Porte chiuse, rinvii e tanto altro: la sensazione è che non ci sia coerenza né strategia
Inter-Ludogorets giocata a porte chiuse giovedì 27 febbraio.
Cinque gare di Serie A rinviate tra il 29 febbraio e il 1° marzo.
Sempre nello stesso fine settimana, la Serie B che scende in campo. Anche nelle zone più a rischio, scegliendo in quattro partite le porte chiuse.
Tifosi del Bologna che quest'oggi erano presenti all'Olimpico per la sfida contro la Lazio.
Tifosi dell'Atalanta che domani dovrebbero fare lo stesso a Lecce.
Juventus-Milan, gara valida per il ritorno delle semifinali di Coppa Italia, che mercoledì dovrebbe giocarsi e anche a porte aperte per i soli residenti in Piemonte.
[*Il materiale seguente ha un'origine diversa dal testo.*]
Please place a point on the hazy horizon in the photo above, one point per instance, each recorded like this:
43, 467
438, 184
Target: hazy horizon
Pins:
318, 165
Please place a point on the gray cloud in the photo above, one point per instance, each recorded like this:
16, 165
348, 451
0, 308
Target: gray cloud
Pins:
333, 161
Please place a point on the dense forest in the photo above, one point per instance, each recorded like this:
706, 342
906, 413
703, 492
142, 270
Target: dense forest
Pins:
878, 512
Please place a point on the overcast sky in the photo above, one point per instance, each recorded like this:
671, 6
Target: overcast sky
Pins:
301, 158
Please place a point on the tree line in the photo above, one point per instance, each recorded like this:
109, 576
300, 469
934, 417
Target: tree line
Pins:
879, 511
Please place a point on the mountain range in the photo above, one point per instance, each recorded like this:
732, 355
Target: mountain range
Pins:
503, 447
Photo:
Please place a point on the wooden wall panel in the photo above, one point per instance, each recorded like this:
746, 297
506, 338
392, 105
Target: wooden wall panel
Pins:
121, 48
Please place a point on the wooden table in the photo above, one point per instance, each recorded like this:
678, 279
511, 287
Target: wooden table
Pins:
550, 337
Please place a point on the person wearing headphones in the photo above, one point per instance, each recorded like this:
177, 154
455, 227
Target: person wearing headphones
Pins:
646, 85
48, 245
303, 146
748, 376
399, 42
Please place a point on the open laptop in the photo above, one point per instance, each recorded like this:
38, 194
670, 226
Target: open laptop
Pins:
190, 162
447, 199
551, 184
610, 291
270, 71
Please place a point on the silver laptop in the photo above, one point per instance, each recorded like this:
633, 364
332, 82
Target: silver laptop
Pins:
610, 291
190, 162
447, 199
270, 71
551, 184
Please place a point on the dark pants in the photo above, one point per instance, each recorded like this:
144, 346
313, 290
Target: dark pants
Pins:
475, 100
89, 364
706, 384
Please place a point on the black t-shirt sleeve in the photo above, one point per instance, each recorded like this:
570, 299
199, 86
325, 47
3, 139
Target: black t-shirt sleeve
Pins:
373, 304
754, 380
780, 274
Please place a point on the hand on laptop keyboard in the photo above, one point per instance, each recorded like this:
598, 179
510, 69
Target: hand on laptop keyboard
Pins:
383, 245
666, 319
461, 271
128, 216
L'elenco potrebbe proseguire. Ma già questa sequenza di eventi può bastare per capire, o meglio non capire, quale sia la strategia che accomuna queste scelte della Lega Serie A. Detto che la priorità è e deve essere la salute pubblica, che il calcio non è il primo dei problemi, né il secondo né il 20esimo in questo momento di emergenza, è davvero difficile da capire qual è la logica che sottende decisioni tutte diverse tra loro. Prese tenendo conto più degli umori del momento, quelli che cambiano di giorno in giorno, piuttosto che una precisa strategia.
Perché se la logica fosse solo ed esclusivamente la salute pubblica non si capisce perché in Serie A alcune partite non si giocano e in Serie B, nelle stesse Regioni, si scende comunque in campo. Non si capisce perché per tutta la settimana le 'porte chiuse' sono sembrate la strada dolorosa ma necessaria da seguire, ma poi il sabato - a poche ore da Udinese-Fiorentina -, s'è deciso di fare marcia indietro. Una decisione che magari nei prossimi giorni potrebbe nuovamente cambiare (anche se la situazione non dovesse migliorare) perché che si fa? Si rinviano altre partite in un calendario che in alcuni casi potrebbe non avere più margini di manovra? In tutto questo, mercoledì torna la Coppa Italia e da Torino - al momento - arrivano indicazioni su una partita tra Juventus e Milan a porte aperte.
Il problema non è giocare o non giocare. Non può mai essere subordinare le partite di calcio a problemi di salute pubblica. E' che non si intravede alcuna continuità né logica in scelte ravvicinate e tutte diverse tra loro.